Implementation of ViraTrace approach of distributed contact tracing and infection risk estimation using homomorphic encryption, implemented using Microsoft SEAL.
This approach enhances the privacy of the nodes in the network.
Adapt the steps from the Dockerfile for your platform, or build the container and use the shell of a running instance.
ViraTrace is a simulation based approach for ranking risk (i.e. probability of being infected) in a network. In the paper, it is demonstrated that this approach elegantly accounts for the degree of contact and network topology, while being free of the paradoxes of some of the alternative approaches.
- A node's state is modelled as a vector of booleans.
- The count of values that are
true
is interpreted as the risk score. - The length of the vector is interpreted as the number of simulations being run in parallel.
- A node with a confirmed diagnosis has a risk score equal to the simulation size, while one who has no possibility of the disease has a risk score of zero.
- The infectivity (i.e. probability of transmission) of a node is modelled as a vector of booleans. The values may be interpreted as iid draws from a latent Bernoulli variable.
- The function that gives success probability of the latent bernoulli variable sampled to get the infectivity vector is isomorphic to the one that gives the true infectivity, but is transformed to give a usable distribution of risk scores for a reasonable simulation size.
- A node's transmission likelihood is the logical conjunction of a its state and its infectivity.
- A node's posterior risk score is the logical disjunction of its state and the transmission likelihood of the other node.
As an example, say Alice and Bob meet with their prior state vectors given by:
alice_prior = [0, 1, 1, 1, 0, 0, 0, 1, 1, 0]
bob_prior = [1, 1, 0, 1, 0, 0, 0, 0, 0, 1]
The probabilty of Alice transmitting the infection to Bob is 0.3 (calculated using her current state, duration of contact, distance etc.). The infectivity and likelihood vectors for Alice, and the posterior risk score for Bob are given by:
alice_infectivity = [0, 0, 1, 0, 0, 0, 0, 0, 0, 0] // can vary between runs
alice_likelihood = [0, 0, 1, 0, 0, 0, 0, 0, 0, 0]
bob_posterior = [1, 1, 1, 1, 0, 0, 0, 0, 0, 1]
The private data held by each node is its state vector and the tranmission likelihood for the interaction. Considering Alice and Bob, there are two ways to propogate risk through the network:
- Alice shares her state with Bob, who computes the disjunction with his transmission likelihood and returns the posterior risk score.

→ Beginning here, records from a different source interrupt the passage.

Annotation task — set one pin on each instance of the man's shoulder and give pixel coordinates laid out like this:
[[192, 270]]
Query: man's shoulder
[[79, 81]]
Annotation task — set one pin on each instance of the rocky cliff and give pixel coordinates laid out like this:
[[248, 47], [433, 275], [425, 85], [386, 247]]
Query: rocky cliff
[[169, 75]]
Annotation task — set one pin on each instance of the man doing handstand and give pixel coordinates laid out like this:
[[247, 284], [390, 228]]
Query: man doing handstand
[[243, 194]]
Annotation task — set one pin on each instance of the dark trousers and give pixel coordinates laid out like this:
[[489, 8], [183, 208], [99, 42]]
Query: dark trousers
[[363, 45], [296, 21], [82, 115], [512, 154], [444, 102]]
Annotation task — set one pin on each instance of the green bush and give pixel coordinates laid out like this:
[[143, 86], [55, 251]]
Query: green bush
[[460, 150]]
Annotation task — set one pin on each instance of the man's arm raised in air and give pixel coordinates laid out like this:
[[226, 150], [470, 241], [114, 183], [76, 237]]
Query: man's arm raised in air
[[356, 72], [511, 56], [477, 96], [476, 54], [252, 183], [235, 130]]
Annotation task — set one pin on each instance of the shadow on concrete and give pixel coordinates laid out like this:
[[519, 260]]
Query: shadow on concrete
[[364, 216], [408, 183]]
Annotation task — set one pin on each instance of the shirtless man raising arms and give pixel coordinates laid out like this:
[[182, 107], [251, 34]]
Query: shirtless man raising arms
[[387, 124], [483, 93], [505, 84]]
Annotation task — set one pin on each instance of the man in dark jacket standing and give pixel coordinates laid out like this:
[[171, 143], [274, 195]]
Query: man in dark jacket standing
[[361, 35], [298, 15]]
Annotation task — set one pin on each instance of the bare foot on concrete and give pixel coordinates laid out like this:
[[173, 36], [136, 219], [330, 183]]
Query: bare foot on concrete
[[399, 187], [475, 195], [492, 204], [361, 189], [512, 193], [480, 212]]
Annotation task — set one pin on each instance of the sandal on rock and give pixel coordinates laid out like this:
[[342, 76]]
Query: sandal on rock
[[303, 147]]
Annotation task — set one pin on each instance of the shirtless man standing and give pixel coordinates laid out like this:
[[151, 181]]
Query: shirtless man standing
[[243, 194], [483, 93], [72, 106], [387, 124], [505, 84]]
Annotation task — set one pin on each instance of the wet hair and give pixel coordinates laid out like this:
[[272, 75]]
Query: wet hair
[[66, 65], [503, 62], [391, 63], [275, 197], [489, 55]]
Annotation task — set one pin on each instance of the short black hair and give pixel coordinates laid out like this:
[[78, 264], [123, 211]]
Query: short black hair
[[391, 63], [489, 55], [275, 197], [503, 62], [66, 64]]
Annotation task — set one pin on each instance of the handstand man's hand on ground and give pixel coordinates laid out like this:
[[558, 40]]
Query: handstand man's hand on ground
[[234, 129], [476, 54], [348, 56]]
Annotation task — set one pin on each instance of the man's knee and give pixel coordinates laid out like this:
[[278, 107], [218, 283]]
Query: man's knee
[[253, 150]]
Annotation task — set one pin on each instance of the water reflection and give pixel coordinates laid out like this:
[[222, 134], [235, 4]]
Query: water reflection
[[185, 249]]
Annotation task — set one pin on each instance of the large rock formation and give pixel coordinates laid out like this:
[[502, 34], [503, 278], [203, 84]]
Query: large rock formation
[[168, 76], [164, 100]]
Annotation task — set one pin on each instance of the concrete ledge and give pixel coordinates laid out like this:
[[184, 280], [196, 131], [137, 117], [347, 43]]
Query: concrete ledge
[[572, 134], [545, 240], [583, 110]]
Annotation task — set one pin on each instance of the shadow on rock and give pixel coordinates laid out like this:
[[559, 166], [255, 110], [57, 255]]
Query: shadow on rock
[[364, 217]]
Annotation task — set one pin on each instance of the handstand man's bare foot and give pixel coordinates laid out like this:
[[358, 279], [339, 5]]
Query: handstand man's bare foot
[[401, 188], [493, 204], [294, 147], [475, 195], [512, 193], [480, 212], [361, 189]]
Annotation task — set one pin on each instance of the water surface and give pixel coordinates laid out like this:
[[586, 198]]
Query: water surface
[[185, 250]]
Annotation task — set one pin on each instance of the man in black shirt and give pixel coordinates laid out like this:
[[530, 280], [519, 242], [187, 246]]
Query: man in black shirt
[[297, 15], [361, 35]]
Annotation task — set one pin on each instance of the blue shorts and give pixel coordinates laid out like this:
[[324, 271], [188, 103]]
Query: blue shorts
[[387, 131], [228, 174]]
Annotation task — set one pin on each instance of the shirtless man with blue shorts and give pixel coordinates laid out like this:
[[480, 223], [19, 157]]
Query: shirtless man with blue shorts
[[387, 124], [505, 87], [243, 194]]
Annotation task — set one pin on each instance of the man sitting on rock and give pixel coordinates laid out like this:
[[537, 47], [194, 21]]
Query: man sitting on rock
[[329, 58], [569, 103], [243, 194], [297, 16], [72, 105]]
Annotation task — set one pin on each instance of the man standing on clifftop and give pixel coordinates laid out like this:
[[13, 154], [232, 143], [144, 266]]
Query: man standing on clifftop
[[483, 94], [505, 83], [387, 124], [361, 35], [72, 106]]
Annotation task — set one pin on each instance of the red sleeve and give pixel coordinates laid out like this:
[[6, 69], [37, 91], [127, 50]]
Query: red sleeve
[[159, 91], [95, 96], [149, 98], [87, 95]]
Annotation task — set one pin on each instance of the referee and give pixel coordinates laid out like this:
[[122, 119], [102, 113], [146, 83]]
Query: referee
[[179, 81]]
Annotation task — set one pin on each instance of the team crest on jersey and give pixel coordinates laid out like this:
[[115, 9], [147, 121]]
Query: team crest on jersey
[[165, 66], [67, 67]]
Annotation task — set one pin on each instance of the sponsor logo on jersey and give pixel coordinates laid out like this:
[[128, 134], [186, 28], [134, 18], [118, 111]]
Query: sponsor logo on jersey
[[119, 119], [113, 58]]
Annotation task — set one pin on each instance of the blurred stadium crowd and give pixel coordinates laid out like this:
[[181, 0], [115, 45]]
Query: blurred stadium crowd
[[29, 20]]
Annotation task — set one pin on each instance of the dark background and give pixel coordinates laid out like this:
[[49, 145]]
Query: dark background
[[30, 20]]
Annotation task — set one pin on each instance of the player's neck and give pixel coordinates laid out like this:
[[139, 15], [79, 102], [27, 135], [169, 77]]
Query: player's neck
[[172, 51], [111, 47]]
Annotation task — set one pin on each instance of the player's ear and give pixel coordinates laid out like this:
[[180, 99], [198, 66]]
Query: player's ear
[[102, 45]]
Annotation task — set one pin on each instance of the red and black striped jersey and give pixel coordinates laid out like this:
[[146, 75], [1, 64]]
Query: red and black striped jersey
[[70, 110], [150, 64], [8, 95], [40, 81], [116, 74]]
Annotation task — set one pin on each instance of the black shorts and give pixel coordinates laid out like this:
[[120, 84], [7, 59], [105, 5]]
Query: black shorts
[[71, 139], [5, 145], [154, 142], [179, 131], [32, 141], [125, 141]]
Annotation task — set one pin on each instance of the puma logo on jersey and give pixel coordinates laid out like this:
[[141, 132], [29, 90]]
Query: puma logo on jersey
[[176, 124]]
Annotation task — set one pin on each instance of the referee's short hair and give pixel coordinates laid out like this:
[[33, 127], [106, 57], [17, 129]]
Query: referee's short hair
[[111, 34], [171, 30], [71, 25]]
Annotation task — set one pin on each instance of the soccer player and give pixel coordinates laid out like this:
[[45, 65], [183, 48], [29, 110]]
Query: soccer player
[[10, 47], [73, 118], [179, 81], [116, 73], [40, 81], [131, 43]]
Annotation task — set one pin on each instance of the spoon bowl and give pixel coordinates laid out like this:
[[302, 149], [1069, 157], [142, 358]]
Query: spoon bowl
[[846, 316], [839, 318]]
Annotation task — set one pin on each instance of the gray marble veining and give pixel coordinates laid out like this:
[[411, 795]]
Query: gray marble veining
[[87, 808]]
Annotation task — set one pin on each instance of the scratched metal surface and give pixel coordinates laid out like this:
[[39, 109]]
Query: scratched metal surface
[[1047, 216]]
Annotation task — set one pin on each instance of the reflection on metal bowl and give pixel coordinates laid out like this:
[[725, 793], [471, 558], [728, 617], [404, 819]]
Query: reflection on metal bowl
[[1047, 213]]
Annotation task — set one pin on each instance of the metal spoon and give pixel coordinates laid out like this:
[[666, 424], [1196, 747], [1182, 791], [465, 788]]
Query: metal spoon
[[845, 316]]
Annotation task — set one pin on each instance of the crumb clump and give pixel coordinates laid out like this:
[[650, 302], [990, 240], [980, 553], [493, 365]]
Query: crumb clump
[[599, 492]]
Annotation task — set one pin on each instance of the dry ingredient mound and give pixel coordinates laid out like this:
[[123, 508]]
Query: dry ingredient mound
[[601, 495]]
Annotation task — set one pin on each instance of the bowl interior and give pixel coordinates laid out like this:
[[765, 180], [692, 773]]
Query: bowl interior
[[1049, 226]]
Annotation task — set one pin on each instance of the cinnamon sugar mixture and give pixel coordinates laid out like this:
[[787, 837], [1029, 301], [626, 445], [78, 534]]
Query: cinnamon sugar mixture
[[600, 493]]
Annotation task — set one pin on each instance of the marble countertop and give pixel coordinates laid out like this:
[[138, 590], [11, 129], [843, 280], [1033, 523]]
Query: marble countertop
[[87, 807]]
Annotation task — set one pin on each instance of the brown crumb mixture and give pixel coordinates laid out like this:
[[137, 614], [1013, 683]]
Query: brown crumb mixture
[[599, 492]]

- Bob shares his transmission likelihood with Alice, who then updates her state.
This project takes the first approach. Concretely,
- Alice homomorphically encrypts her state and sends the cipher text to Bob.
- Bob computes the logical disjunction on the encrypted ciphertext and returns the transformed ciphertext.
- Alice decrypts the cipher text and sets her state to the disjunction of her state with the decrypted ciphertext.
- The state vectors are mapped to integers, with
true
mapped to0
andfalse
mapped to1
. With this mapping, logical disjunction is equivalent to multiplication. - The state vector (of Alice) is encrypted using the BFV scheme, and multiplied (by Bob) with a plain text encoding of the transmission likelihood.
- Alice decrypts the ciphertext and inverse maps the integers to booleans. Her state is set to its disjunction with the decrypted vector.
Without homomorphic encryption, privacy conscious implementations would take the second approach, i.e. share the transmission likelihood using public key encryption. With the approach described above, only the marginal transmission likelihood, i.e. excess risk due to the interaction, is exchanged. The advantages are:
- Privacy is increased without sacrificing efficacy.
- The lost privacy is concordant with the magnitude of the externality.
To understand the implications of the second point, consider the case of a highly contagious Alice interacting with a healthy Bob. In this case, Alice poses a much higher risk to Bob than Bob poses to Alice. Alice's posterior state vector will be
nearly the same as her prior (since it was mostly true
), therefore the information she gains about Bob's infectivity is
minimal. On the other hand, Bob's posterior will be significantly different from his prior (since it was mostly false
),
and he gains a lot of information about Alice's infectivity. Without homomorphic encryption, both would have learnt the
same amount of information about the other.